Ваня вскочил со стула и, осушив рукавом рубашки лицо, воскликнул:
— Так и ходить мне недорослем до восемнадцати лет! Кто же так поздно вступает в комсомол? Неужели вы забыли, что такое комсомол? Ждать целых четыре года! — Ваня что-то соображал, шевеля губами. — Ведь это почти полторы тысячи дней. Полторы тысячи! — Он сидел, по-ребячьи судорожно всхлипывая. — Скажите, а здесь у вас есть комсомол?
— Нет, здесь у нас комсомола нет, — ответил Константин Сергеевич.
— А школа есть?
Константин Сергеевич чувствовал себя неловко.
— Школа есть, но только начальная, а дети постарше едут учиться на родину.
— Ну вот, видите, — заметил Ваня. — А я уже в седьмом учился. Всем можно, а мне нельзя. И это вы считаете справедливым?
— Пойми, ты стал финляндским гражданином, вписан в паспорт родителей…
— Но моя родина там, в Советском Союзе, и я хочу жить у себя дома. Я даже финского языка не знаю.
— Вот финский язык при всех случаях тебе надо учить. Не можешь ты здесь быть немым. Знание языка никогда не помешает.
— Но где я его буду учить? Отец у меня малограмотный, мать тоже. И занялись они своим хозяйством. В финскую школу меня без языка не примут. Нанимать учителя у родителей денег нет. Что же мне делать? Погибать? И вы ничем помочь не можете? Не хотите?

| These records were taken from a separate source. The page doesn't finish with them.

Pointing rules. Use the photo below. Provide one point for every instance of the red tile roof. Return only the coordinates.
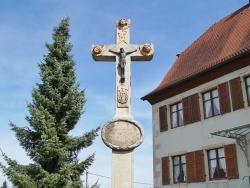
(224, 40)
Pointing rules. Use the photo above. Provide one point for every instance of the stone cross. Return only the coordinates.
(122, 133)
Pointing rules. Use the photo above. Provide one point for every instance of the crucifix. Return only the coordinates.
(122, 133)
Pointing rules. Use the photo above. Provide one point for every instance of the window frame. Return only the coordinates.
(211, 99)
(217, 159)
(177, 111)
(247, 86)
(180, 164)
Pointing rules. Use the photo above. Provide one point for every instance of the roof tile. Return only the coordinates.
(223, 40)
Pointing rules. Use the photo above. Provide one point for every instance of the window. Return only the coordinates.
(179, 167)
(247, 81)
(217, 164)
(163, 121)
(165, 170)
(211, 103)
(176, 115)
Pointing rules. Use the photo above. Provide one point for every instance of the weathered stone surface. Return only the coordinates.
(122, 134)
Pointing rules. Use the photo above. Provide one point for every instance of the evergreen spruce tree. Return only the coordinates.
(54, 111)
(5, 185)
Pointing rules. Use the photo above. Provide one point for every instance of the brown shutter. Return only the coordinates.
(191, 109)
(186, 110)
(200, 169)
(236, 92)
(224, 98)
(165, 171)
(163, 118)
(195, 108)
(190, 164)
(195, 166)
(231, 161)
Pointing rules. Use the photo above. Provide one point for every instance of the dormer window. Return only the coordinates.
(211, 103)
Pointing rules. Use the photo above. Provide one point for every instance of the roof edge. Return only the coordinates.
(155, 91)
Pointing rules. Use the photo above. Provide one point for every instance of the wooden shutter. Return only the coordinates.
(186, 110)
(224, 98)
(190, 164)
(191, 109)
(200, 169)
(195, 166)
(231, 161)
(163, 118)
(195, 108)
(165, 170)
(236, 92)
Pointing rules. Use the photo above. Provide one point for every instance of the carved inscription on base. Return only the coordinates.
(122, 134)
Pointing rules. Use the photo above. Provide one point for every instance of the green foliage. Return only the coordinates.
(5, 185)
(56, 107)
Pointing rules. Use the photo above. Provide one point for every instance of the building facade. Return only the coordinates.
(201, 111)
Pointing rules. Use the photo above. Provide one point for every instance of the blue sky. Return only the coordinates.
(25, 27)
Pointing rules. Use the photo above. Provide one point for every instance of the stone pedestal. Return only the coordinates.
(122, 169)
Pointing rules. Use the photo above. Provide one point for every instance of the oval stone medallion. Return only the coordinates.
(122, 134)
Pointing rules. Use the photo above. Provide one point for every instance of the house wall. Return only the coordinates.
(196, 136)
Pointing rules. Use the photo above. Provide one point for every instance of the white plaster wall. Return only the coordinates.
(196, 136)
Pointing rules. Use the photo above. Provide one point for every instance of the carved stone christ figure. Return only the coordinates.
(122, 60)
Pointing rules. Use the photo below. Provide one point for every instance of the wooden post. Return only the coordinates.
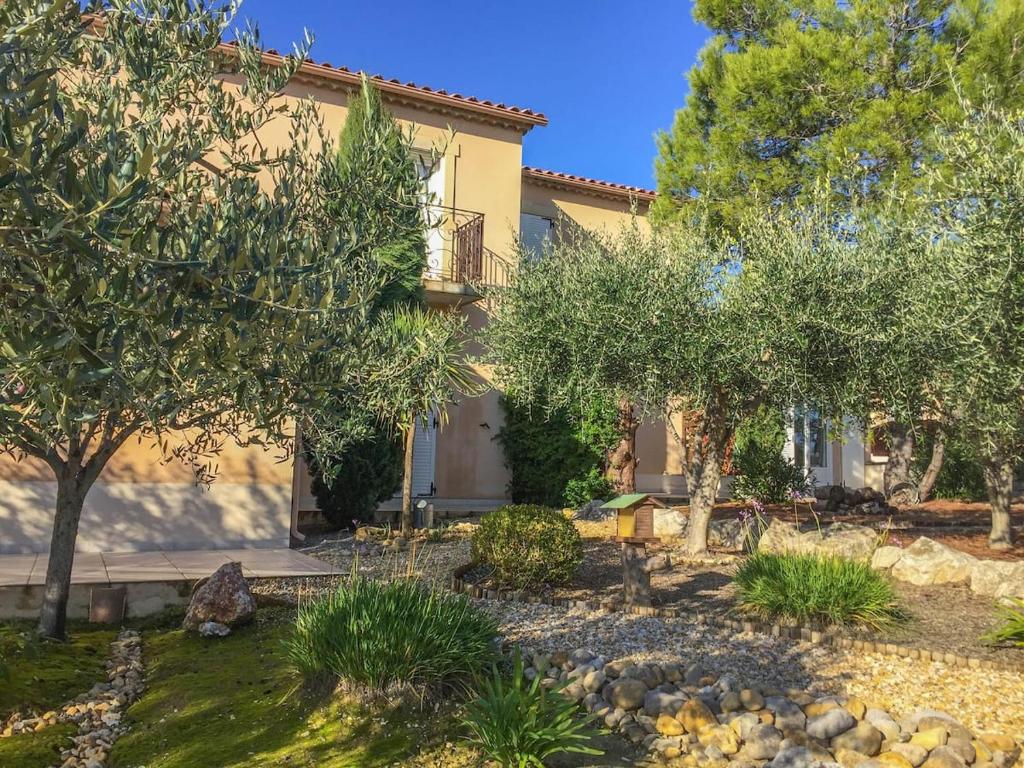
(636, 576)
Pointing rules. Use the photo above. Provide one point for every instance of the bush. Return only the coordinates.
(768, 476)
(816, 589)
(1011, 629)
(580, 491)
(393, 637)
(368, 473)
(761, 471)
(528, 545)
(519, 724)
(546, 453)
(961, 477)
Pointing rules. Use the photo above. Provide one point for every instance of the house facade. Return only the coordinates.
(486, 201)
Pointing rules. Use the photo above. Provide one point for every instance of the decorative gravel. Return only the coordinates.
(983, 699)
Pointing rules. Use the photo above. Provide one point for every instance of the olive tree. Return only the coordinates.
(676, 321)
(162, 271)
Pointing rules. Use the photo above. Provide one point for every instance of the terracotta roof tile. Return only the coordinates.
(518, 115)
(593, 184)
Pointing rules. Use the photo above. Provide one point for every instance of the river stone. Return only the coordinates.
(762, 742)
(223, 598)
(787, 715)
(863, 737)
(914, 754)
(694, 715)
(927, 561)
(997, 579)
(626, 693)
(888, 760)
(943, 757)
(669, 726)
(830, 724)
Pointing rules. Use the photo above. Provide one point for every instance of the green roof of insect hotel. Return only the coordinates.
(625, 501)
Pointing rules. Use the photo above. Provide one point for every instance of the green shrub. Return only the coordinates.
(593, 485)
(812, 588)
(393, 637)
(546, 452)
(761, 471)
(368, 472)
(961, 476)
(521, 724)
(528, 545)
(1011, 629)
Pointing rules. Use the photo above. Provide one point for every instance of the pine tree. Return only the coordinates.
(790, 91)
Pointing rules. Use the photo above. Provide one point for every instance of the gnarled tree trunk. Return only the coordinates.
(71, 498)
(897, 474)
(623, 460)
(934, 467)
(999, 481)
(407, 481)
(705, 474)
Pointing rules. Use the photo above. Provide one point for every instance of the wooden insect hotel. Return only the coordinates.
(635, 529)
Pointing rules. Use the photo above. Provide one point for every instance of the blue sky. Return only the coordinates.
(607, 74)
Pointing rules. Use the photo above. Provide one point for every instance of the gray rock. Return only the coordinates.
(627, 693)
(787, 714)
(762, 742)
(830, 724)
(926, 561)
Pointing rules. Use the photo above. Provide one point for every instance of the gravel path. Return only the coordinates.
(983, 699)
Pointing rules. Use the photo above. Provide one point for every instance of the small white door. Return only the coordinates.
(432, 178)
(424, 456)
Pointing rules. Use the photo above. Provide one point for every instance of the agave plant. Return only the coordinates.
(519, 723)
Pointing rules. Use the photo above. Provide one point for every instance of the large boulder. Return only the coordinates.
(670, 523)
(997, 579)
(926, 561)
(223, 598)
(855, 542)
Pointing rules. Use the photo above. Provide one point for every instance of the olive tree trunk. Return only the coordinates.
(623, 460)
(407, 481)
(999, 482)
(897, 474)
(934, 467)
(705, 474)
(71, 498)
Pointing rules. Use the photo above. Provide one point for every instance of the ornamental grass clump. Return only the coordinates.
(1011, 629)
(392, 638)
(816, 589)
(519, 723)
(528, 545)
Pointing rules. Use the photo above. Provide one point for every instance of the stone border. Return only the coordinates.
(810, 634)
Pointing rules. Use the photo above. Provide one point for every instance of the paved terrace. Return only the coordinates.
(136, 567)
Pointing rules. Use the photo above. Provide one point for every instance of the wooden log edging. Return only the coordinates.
(816, 635)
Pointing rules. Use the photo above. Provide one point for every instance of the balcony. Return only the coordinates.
(460, 268)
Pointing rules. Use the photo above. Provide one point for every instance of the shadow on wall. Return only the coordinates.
(134, 516)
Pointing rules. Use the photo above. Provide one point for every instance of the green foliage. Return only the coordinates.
(1011, 630)
(961, 477)
(235, 702)
(547, 452)
(368, 472)
(816, 589)
(375, 183)
(519, 723)
(38, 676)
(595, 484)
(392, 637)
(528, 545)
(787, 92)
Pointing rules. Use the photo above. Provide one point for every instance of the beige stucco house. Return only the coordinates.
(486, 201)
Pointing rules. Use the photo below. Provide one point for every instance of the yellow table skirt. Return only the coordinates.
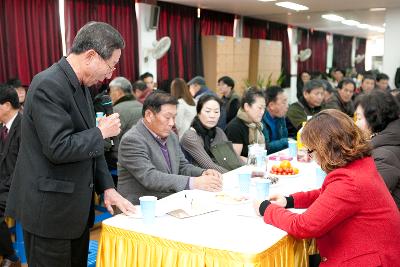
(119, 248)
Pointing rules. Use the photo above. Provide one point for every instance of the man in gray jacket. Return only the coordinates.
(124, 103)
(150, 160)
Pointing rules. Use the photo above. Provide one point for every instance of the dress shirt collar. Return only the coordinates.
(162, 141)
(10, 122)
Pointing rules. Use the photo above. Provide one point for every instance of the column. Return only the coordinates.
(391, 56)
(146, 37)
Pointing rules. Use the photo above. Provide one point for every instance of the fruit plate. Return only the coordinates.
(285, 176)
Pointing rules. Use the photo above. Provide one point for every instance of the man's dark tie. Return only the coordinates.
(3, 133)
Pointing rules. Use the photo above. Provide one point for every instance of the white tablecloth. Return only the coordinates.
(232, 228)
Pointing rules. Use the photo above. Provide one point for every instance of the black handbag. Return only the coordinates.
(225, 155)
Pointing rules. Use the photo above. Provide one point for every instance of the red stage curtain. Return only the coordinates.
(316, 41)
(183, 59)
(278, 32)
(216, 23)
(30, 38)
(254, 28)
(342, 51)
(360, 50)
(118, 13)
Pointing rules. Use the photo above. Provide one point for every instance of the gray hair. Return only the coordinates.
(123, 83)
(99, 36)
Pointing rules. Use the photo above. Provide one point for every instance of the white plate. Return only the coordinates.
(231, 199)
(284, 176)
(138, 214)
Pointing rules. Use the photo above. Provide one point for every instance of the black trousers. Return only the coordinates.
(50, 252)
(6, 248)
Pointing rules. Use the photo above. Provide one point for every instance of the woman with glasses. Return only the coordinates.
(203, 134)
(352, 216)
(377, 115)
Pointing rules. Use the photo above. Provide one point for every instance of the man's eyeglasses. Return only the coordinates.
(110, 69)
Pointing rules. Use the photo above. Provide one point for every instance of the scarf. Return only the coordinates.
(255, 128)
(207, 135)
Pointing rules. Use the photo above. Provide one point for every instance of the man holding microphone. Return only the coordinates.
(61, 159)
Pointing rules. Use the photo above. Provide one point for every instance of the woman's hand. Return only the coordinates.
(278, 200)
(256, 205)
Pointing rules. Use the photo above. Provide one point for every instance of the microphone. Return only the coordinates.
(106, 103)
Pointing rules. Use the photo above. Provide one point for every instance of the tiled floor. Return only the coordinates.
(94, 235)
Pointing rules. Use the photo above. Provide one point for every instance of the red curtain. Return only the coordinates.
(216, 23)
(360, 50)
(183, 59)
(316, 41)
(342, 51)
(118, 13)
(254, 28)
(30, 38)
(278, 32)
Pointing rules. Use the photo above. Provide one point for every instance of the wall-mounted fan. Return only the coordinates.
(159, 49)
(304, 55)
(359, 58)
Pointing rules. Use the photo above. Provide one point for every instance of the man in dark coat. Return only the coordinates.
(10, 137)
(61, 160)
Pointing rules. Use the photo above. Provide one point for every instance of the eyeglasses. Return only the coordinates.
(110, 69)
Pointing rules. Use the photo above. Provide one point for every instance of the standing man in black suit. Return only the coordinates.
(61, 160)
(10, 137)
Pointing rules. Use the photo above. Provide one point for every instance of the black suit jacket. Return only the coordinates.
(8, 157)
(61, 157)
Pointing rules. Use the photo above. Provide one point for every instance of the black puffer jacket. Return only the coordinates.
(386, 153)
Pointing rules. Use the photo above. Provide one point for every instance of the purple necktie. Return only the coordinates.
(4, 133)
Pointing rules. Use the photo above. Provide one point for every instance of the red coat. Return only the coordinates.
(353, 217)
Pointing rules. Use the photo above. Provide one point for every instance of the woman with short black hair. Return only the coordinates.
(246, 128)
(377, 115)
(198, 140)
(352, 216)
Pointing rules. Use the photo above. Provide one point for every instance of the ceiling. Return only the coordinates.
(349, 9)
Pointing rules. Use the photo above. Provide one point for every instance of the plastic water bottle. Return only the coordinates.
(302, 155)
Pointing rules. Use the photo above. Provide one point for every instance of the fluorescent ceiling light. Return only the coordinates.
(363, 26)
(332, 17)
(377, 29)
(291, 5)
(377, 9)
(350, 22)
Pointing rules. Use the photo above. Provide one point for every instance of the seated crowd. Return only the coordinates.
(172, 142)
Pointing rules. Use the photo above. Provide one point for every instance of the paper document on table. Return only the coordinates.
(187, 203)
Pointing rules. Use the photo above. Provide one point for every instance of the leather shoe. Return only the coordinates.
(9, 263)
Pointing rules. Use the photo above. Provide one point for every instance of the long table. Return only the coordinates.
(231, 236)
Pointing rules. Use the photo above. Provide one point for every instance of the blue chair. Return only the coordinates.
(93, 246)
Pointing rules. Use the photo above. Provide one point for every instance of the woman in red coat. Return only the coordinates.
(353, 216)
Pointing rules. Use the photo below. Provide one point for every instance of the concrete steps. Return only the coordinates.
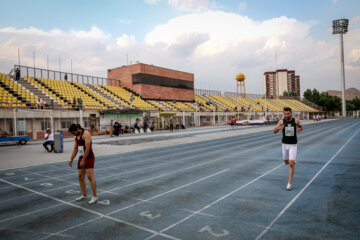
(105, 95)
(37, 92)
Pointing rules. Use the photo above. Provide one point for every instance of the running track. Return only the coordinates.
(230, 188)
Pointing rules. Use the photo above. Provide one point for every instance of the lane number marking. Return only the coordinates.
(209, 230)
(149, 215)
(105, 202)
(72, 192)
(46, 184)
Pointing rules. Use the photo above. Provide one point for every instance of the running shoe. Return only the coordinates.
(82, 197)
(93, 200)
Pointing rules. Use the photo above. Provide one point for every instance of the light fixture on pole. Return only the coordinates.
(340, 26)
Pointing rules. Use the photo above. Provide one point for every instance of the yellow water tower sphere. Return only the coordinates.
(240, 77)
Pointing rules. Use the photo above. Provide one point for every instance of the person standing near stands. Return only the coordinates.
(290, 127)
(111, 127)
(136, 125)
(17, 74)
(49, 137)
(86, 162)
(171, 122)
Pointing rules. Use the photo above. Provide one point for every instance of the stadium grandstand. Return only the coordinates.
(46, 98)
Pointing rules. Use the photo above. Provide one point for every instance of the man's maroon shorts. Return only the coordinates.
(89, 163)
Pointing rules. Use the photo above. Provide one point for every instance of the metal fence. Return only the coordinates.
(57, 75)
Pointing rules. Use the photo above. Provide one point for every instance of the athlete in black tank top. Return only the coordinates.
(290, 127)
(289, 131)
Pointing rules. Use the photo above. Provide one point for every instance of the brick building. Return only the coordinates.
(275, 83)
(152, 82)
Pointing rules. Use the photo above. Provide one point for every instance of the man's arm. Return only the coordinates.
(74, 153)
(300, 127)
(279, 126)
(87, 139)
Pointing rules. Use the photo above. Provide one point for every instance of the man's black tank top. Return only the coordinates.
(289, 132)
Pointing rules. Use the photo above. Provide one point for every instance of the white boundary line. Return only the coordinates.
(41, 164)
(216, 201)
(91, 211)
(67, 229)
(304, 188)
(158, 157)
(119, 165)
(172, 190)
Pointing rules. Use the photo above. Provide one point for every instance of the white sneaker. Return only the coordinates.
(79, 199)
(93, 200)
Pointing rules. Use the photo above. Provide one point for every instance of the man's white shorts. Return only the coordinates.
(289, 151)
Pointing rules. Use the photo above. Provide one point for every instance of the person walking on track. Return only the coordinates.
(290, 127)
(86, 162)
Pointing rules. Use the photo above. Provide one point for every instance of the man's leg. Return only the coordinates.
(52, 146)
(90, 175)
(82, 181)
(45, 145)
(291, 170)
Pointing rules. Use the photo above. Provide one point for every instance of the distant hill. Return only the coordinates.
(350, 93)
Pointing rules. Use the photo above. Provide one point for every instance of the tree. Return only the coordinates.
(292, 93)
(353, 105)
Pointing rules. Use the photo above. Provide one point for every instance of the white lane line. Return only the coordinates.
(68, 229)
(218, 200)
(91, 211)
(31, 194)
(170, 191)
(132, 205)
(194, 166)
(29, 213)
(304, 188)
(203, 149)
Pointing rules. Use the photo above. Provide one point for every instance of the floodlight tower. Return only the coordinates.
(340, 26)
(240, 85)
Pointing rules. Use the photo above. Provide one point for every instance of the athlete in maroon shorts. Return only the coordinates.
(86, 161)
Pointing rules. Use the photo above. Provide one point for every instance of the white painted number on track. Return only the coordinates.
(72, 192)
(149, 215)
(105, 202)
(46, 184)
(209, 230)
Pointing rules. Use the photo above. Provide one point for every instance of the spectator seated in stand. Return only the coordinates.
(49, 137)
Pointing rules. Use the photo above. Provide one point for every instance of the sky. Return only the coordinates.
(213, 39)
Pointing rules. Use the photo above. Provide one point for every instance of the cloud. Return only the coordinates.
(191, 5)
(242, 5)
(125, 40)
(214, 45)
(152, 1)
(124, 21)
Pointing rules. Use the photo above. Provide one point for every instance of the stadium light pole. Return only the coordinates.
(340, 26)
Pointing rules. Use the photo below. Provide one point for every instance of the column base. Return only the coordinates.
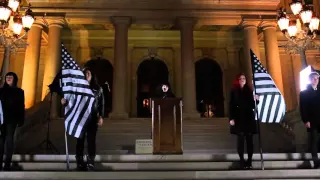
(192, 116)
(118, 116)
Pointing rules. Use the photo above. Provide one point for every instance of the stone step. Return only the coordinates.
(163, 166)
(187, 157)
(153, 175)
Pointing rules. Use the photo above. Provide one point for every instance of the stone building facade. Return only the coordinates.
(179, 33)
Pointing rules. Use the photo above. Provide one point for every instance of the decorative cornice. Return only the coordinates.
(121, 20)
(268, 24)
(57, 22)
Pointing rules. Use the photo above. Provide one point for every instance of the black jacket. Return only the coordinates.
(98, 107)
(310, 107)
(12, 99)
(241, 110)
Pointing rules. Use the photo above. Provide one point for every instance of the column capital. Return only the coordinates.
(268, 24)
(232, 49)
(124, 20)
(57, 22)
(39, 23)
(186, 21)
(250, 24)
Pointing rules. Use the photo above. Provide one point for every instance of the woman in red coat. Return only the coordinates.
(242, 119)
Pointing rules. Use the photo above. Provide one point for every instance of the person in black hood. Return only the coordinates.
(310, 114)
(12, 100)
(91, 128)
(164, 91)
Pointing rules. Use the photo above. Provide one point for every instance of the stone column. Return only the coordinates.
(5, 63)
(53, 61)
(250, 42)
(272, 53)
(177, 71)
(31, 64)
(119, 95)
(188, 68)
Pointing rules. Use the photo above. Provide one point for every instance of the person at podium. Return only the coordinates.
(242, 119)
(164, 91)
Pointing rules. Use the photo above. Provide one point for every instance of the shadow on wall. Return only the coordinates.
(35, 117)
(293, 120)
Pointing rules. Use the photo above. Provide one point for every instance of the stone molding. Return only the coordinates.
(121, 20)
(56, 22)
(268, 24)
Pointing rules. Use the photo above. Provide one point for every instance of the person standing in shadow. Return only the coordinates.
(164, 91)
(12, 100)
(242, 119)
(310, 114)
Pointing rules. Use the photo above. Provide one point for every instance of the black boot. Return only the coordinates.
(242, 164)
(90, 163)
(81, 165)
(248, 165)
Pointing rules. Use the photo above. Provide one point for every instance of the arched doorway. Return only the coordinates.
(104, 72)
(209, 87)
(151, 73)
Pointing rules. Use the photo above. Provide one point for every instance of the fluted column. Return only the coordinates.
(177, 71)
(53, 61)
(250, 42)
(272, 53)
(119, 95)
(31, 63)
(188, 68)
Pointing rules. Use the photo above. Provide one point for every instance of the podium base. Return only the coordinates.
(119, 116)
(190, 116)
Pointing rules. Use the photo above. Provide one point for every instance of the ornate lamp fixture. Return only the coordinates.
(12, 23)
(300, 29)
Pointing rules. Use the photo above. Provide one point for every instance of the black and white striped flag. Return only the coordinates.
(271, 107)
(77, 92)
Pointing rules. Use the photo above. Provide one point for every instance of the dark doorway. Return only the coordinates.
(151, 73)
(209, 86)
(104, 72)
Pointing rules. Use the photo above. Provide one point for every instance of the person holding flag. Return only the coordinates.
(83, 102)
(310, 115)
(241, 118)
(96, 119)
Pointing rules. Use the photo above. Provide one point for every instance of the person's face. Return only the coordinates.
(9, 80)
(165, 88)
(242, 80)
(314, 80)
(88, 76)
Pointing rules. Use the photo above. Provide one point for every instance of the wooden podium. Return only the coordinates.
(167, 125)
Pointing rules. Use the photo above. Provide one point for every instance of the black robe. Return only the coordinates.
(241, 110)
(12, 99)
(310, 107)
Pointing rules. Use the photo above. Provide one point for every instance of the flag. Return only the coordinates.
(76, 90)
(271, 107)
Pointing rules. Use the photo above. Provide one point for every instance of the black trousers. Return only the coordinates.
(314, 141)
(90, 133)
(6, 139)
(240, 146)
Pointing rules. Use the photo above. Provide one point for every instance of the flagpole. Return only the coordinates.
(256, 112)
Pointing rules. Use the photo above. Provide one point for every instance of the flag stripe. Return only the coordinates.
(271, 107)
(76, 90)
(80, 114)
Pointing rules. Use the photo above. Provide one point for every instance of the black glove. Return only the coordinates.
(20, 124)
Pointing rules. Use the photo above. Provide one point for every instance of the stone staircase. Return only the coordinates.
(155, 167)
(118, 137)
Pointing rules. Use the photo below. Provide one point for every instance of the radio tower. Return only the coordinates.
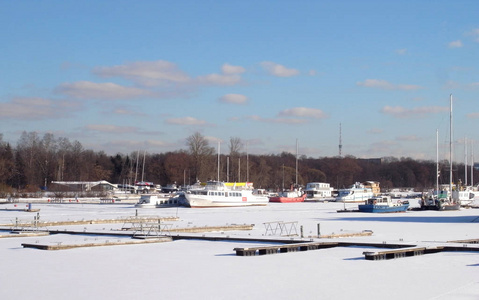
(340, 141)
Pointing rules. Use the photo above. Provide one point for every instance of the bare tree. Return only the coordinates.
(200, 151)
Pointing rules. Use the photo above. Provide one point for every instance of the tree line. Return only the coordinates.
(36, 161)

Константин Сергеевич очень близко принял к сердцу трагедию этого мальчика и понимал свое бессилие. Не может он даже материально помочь ему: это было бы расценено местными властями, как вмешательство в их внутренние дела. А Ваня Туоминен — финляндский гражданин.
— Познакомься с соседними ребятами, от них быстро научишься финскому языку. Заведешь себе настоящих друзей. Хороших людей здесь много. Будь патриотом и не забывай, что ты интернационалист.
— Но мы живем на хуторе, кругом лес, болота да валуны.
— Я уверен, что ты найдешь друзей. Сходи на один соседний хутор, на другой…
— Да… — сказал Ваня, вставая. — А я-то думал…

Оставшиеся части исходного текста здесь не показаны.